Bill ordered a bacon cheeseburger and fries. "It tastes good and I like the atmosphere with all the planes because I was in the Air Force," he said, serving from 1979 to 1983. He is originally from Coal City in Owen County, before his family moved to Colorado. He has since returned to the Wabash Valley.
The airport granted a one-year lease for the new cafe in November. That lease can be extended up to four consecutive one-year terms.
The Corsair Cafe replaces the Fly-In Cafe which closed Oct. 31, 2019.
"They did a soft opening on New Year's eve and it has been crowded," Airport Executive Director Jeff Hauser said of the new cafe.
"They moved some retail around and increased the restaurant area, so it has worked out well," Hauser said. "It is nice to see crowds in here again and is nice to have coffee here where I don't have to drive away to get it. I know it is new, but they have a different way of marketing with social media, and crowds have come," Hauser said.
Ethan Malavolti, who along with his wife Emily, own Malavolti Aviation Services, said the company sought to "try to get more visible and get into the terminal building. We decided to incorporate the coffee shop and cafe portion into it because I think it is a good mix. It is not something that you see all the time at airports. It is not just the community traffic, but the flying traffic that will come here," he said.
"I have a big network of people all over the United States. We already had people two or three states away say they will come fly over here to the get the $100 hamburger," Malavolti said. "The $100 hamburger is you pay more to bring your airplane over, and you spend more on gas, so they call it the $100 hamburger."
The restaurant has 18 seats along a countertop next to a window, with electrical outlets and free Wi-Fi. Also the restaurant has table seating for 52 people, plus overflow seating for 20 people that extends into a public seating area just outside the doors of the restaurant and retail area.
Additionally, if a larger space is need, the restaurant can use a nearby meeting room.

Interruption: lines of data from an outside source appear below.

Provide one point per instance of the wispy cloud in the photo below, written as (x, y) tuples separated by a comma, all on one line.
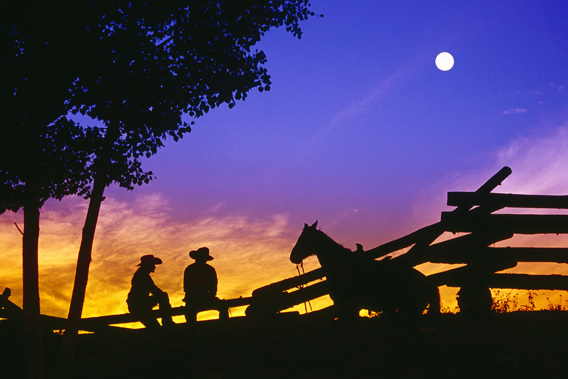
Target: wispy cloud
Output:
[(366, 101), (249, 253), (515, 111)]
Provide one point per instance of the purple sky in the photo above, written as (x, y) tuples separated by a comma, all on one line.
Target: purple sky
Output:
[(360, 130)]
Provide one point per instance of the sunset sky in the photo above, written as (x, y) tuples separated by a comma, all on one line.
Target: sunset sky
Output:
[(360, 131)]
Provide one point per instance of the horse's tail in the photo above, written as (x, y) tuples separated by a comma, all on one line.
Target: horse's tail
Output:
[(434, 300)]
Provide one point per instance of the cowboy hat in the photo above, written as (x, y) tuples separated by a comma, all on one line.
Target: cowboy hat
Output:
[(201, 253), (149, 260)]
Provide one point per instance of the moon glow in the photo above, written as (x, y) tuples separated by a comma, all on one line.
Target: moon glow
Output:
[(444, 61)]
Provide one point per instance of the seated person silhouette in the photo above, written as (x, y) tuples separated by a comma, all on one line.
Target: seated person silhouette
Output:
[(145, 295), (200, 286)]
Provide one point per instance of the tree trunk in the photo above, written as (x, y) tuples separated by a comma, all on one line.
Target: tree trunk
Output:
[(81, 278), (31, 289), (100, 182)]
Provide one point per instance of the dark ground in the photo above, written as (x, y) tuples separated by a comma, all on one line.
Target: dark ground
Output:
[(522, 344)]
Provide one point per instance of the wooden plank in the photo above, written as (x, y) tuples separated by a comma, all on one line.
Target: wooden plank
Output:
[(425, 236), (529, 282), (450, 255), (290, 283), (514, 223), (532, 254), (503, 200), (463, 249), (266, 305), (457, 276), (521, 281)]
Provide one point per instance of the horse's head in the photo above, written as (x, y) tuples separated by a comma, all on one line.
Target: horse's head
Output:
[(305, 245)]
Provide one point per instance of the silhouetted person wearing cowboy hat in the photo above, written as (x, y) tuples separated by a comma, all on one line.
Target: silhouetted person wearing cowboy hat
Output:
[(145, 295), (200, 286)]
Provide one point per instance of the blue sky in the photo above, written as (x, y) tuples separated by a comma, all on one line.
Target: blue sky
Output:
[(359, 130), (359, 116)]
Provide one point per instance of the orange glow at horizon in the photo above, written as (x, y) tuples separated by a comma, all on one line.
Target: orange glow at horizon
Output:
[(249, 251)]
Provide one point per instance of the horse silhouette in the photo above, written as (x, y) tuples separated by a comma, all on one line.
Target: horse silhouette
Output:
[(359, 282)]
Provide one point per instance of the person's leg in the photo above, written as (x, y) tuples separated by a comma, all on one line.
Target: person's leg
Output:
[(165, 309)]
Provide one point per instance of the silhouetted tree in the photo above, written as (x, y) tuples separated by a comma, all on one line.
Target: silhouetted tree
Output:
[(137, 68)]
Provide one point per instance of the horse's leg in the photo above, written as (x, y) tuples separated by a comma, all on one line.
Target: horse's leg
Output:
[(433, 300)]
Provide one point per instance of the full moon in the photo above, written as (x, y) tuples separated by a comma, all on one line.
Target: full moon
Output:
[(444, 61)]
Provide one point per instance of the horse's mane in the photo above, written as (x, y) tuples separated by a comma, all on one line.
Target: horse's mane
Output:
[(331, 240)]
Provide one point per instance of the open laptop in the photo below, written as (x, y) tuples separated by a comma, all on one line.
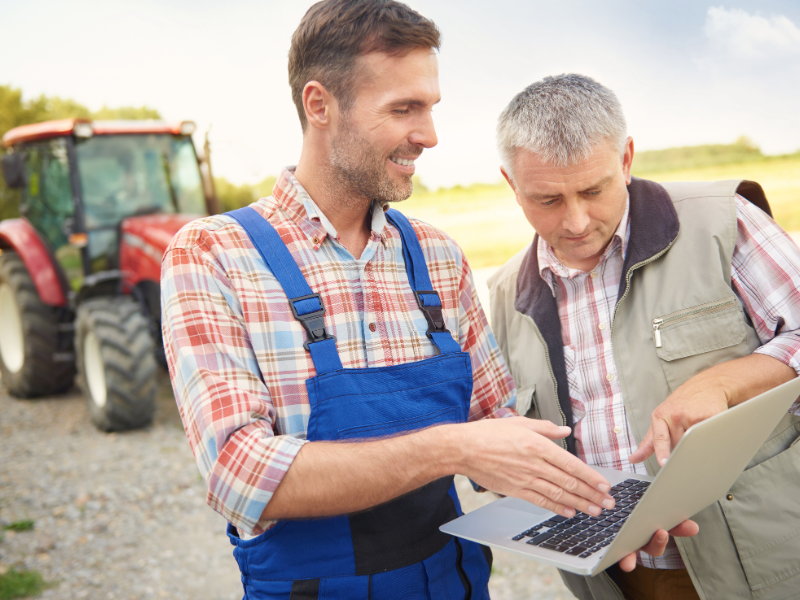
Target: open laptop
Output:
[(701, 469)]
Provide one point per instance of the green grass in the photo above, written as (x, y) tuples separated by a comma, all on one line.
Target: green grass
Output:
[(487, 223), (24, 525), (21, 584)]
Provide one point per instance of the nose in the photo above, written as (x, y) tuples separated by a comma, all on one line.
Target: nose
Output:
[(425, 133), (576, 218)]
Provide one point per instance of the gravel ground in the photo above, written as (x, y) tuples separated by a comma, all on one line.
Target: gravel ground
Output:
[(123, 516)]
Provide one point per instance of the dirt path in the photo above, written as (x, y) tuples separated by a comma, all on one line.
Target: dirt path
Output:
[(123, 516)]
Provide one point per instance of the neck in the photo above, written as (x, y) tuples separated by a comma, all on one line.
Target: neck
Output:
[(346, 209)]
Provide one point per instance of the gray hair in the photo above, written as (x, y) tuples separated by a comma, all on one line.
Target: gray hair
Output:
[(561, 119)]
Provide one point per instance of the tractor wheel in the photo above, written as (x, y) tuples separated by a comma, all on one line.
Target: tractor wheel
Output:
[(116, 362), (29, 336)]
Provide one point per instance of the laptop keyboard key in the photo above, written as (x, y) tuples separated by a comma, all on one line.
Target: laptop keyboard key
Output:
[(542, 537)]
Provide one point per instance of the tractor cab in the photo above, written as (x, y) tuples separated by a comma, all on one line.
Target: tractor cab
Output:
[(100, 202)]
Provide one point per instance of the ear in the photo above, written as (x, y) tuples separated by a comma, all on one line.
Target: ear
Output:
[(510, 182), (318, 104), (627, 160)]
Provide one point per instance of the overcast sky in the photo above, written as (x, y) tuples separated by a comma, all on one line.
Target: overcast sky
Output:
[(687, 72)]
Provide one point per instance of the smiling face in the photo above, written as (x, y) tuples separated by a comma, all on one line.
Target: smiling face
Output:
[(575, 209), (377, 141)]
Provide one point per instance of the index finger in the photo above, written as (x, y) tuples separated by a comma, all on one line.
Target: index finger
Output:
[(572, 465), (661, 441)]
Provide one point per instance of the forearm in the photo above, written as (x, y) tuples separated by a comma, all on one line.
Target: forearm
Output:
[(743, 378), (334, 478)]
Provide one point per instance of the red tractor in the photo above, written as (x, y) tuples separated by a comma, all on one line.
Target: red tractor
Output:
[(79, 271)]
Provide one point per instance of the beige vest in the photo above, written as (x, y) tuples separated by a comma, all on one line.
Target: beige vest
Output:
[(677, 280)]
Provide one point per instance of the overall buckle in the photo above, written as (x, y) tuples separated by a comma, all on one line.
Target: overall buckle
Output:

The restaurant and retail area is open from 6:30 a.m. to 9 p.m. Monday to Saturday and from 11 a.m. to 7 p.m. Sunday.
Ames, executive chef, said the restaurant will serve breakfast daily until 10:30 a.m. That includes breakfast sandwiches, breakfast platter, biscuits and gravy, breakfast burritos and breakfast pizza.
Other food items range from burgers, pork tenderloin, sandwiches and wraps to salads. Pastries such as blackberry cinnamon or expresso mocha cinnamon rolls, muffins, coffee cakes, scones and bagels are available.
"Everyone is receiving this really well. There is also the personal pan pizza, which is seven inches, but loaded. All the sauces are made in house, from scratch," Ames said.
"We also hope to have a garden here in the summer for fresh items," Ames said. The restaurant also hopes to use an outdoor patio in the spring and summer months to host events.
Malavolti said he got the name for the cafe from his love for the Corsair, designed and operated as a carrier-based aircraft entering service in World War II and the Korean War.
"Growing up, it was my father's favorite airplane and I grew up watching "McHale's Navy" and "Baa Baa Black Sheep," so I got the bug for Corsairs at an early age," Malavolti said. Additionally, he pilots a B-25 Mitchell, a World War II bomber, and a T-6 Texan, a single-engine advanced trainer aircraft also flown during World War II, for a military museum based in Minnesota.
"I travel there to fly them and we do rides and fly all over the United States to do ride programs," he said.